Selain itu, dia berharap di tahun politik 2022, kesolidan koalisi yang ada di parlemen perlu ditingkatkan dan dikelola lebih baik lagi. Menurut dia, jika tidak dikelola dengan baik maka berpotensi terjadi tarik menarik kepentingan politik masing-masing parpol dan mengganggu kesolidan koalisi parpol di parlemen.

PPP Buka Opsi Koalisi dengan PKB dan PKS

Sementara itu, Partai Persatuan Pembangunan (PPP) membuka opsi berkoalisi dengan Partai Kebangkitan Bangsa (PKB) dan Partai Keadilan Sejahtera (PKS) pada Pemilu 2024.

Hal ini untuk memenuhi ambang batas pencalonan presiden atau presidential threshold sebesar 20 persen.

Ketua DPP PPP Achmad Baidowi menilai, poros koalisi dengan sesama partai berlatar belakang Islam akan lebih bagus untuk mencapai soliditas.

"Kami positif siapa pun yang mengajak (koalisi), apalagi sesama rumpun koalisi parpol Islam, itu lebih bagus karena soliditasnya bisa tercapai," kata Baidowi, Kamis (16/12/2021).

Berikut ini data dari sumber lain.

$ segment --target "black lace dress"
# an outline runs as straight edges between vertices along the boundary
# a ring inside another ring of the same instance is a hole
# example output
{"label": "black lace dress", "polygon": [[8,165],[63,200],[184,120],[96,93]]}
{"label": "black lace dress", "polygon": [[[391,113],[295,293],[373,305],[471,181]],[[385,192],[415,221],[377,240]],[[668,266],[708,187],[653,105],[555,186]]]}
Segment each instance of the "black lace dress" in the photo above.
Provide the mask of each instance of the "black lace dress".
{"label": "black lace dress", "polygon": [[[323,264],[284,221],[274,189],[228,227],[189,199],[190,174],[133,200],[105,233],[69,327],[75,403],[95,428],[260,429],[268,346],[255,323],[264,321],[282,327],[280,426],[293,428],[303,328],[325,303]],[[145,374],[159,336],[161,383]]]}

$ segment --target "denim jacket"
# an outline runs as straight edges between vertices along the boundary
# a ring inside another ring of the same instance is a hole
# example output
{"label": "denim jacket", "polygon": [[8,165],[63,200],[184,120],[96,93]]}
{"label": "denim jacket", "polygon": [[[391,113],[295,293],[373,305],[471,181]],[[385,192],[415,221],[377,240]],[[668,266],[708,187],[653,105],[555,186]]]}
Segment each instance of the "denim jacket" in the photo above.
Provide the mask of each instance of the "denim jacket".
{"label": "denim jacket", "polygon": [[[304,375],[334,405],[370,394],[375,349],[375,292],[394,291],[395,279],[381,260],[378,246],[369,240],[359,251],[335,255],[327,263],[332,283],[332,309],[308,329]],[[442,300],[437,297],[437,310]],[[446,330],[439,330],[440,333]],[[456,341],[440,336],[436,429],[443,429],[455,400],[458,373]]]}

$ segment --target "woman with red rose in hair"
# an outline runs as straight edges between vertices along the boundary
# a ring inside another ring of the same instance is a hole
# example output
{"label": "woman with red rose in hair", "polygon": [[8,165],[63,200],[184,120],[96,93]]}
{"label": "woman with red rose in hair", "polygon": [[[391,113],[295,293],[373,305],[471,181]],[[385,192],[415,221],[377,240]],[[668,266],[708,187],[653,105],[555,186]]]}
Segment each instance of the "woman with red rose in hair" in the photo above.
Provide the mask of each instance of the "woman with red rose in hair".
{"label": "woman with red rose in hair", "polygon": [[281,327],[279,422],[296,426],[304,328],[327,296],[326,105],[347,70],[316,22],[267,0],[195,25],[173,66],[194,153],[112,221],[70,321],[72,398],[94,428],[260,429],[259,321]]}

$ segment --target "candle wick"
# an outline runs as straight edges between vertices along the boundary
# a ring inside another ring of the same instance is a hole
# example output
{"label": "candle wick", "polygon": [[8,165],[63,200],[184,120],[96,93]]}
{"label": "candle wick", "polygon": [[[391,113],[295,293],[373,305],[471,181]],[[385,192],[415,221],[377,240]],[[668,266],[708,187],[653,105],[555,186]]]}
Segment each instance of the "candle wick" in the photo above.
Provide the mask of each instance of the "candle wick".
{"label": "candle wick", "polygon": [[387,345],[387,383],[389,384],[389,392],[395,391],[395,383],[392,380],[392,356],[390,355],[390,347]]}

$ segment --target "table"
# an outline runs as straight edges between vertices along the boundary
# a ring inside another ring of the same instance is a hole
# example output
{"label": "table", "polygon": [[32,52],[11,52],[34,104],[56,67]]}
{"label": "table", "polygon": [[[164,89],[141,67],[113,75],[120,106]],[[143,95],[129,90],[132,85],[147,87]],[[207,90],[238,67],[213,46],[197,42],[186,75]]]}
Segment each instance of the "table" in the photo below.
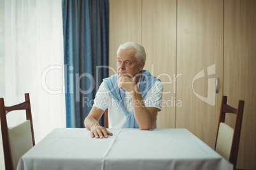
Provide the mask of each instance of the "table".
{"label": "table", "polygon": [[86,129],[55,129],[20,159],[20,169],[232,169],[186,129],[108,129],[92,138]]}

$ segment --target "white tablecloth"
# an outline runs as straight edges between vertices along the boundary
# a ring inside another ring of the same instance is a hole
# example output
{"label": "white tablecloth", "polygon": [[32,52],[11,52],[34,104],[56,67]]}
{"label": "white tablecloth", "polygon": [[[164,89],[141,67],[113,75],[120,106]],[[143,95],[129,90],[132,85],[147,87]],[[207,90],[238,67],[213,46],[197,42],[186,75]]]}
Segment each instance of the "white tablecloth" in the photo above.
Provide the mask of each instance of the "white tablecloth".
{"label": "white tablecloth", "polygon": [[109,129],[92,138],[86,129],[55,129],[20,159],[17,169],[232,169],[185,129]]}

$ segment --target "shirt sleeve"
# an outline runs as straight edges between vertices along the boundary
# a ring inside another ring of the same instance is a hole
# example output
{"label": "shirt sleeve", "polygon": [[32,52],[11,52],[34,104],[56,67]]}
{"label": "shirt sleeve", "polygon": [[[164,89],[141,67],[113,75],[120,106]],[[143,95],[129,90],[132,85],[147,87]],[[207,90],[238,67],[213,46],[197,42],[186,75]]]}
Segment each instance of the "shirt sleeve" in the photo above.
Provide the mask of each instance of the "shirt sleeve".
{"label": "shirt sleeve", "polygon": [[110,96],[104,82],[99,86],[94,101],[94,107],[105,110],[108,107],[108,98]]}
{"label": "shirt sleeve", "polygon": [[150,89],[145,98],[144,103],[146,107],[155,107],[160,112],[162,108],[162,98],[164,90],[160,81],[157,81]]}

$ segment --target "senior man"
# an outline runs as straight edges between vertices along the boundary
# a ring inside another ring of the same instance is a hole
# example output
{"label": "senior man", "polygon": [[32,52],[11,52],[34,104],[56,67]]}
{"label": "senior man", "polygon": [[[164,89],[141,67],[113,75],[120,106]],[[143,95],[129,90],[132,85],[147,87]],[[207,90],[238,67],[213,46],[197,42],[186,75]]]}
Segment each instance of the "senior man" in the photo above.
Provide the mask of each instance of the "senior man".
{"label": "senior man", "polygon": [[159,79],[143,69],[145,62],[146,53],[141,45],[127,42],[119,46],[118,74],[103,79],[84,121],[92,138],[113,135],[99,124],[108,108],[110,128],[156,128],[163,87]]}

Baidowi mengatakan, jika koalisi terbentuk, partainya tetap membuka kemungkinan mencalonkan presiden atau wakil presiden dengan latar belakang nasionalis.

Selain itu, berkoalisi dengan Partai Amanat Nasional (PAN) juga dapat menjadi opsi agar syarat ambang batas pencalonan presiden bisa tercapai.

"Yang penting adalah bagaimana poros Islam ini bisa memperoleh 20 persen kursi atau 25 persen suara dalam pemilu nanti, syarat usung capres," kata Baidowi.

Wacana Koalisi Partai Islam 

Sebelumnya, wacana membentuk koalisi partai Islam untuk Pemilu 2024 sudah pernah dilontarkan oleh PPP dan PKS.

Sekjen PKS Aboe Bakar Alhabsy mengatakan, partainya membuka peluang membentuk koalisi dengan partai yang memperjuangkan kepentingan umat.

Kendati demikian, Ketua Umum PAN Zulkifli Hasan tak sepakat dengan wacana pembentukan koalisi partai Islam untuk Pemilu 2024.

Pasalnya, ia melihat wacana koalisi partai itu justru akan memperkuat politik aliran di Indonesia. Padahal, kata dia, politik aliran seharusnya dihindari oleh semua partai politik.

"PAN melihat justru ini akan memperkuat politik aliran di negara kita. Sesuatu yang harus kita hindari," kata Zulkifli dalam keterangannya, Jumat (16/4/2021).

Baca Juga: Gerakan “Asal Bukan Prabowo”: Bukan Fenomena Baru, Berdampak Pada Elektoral?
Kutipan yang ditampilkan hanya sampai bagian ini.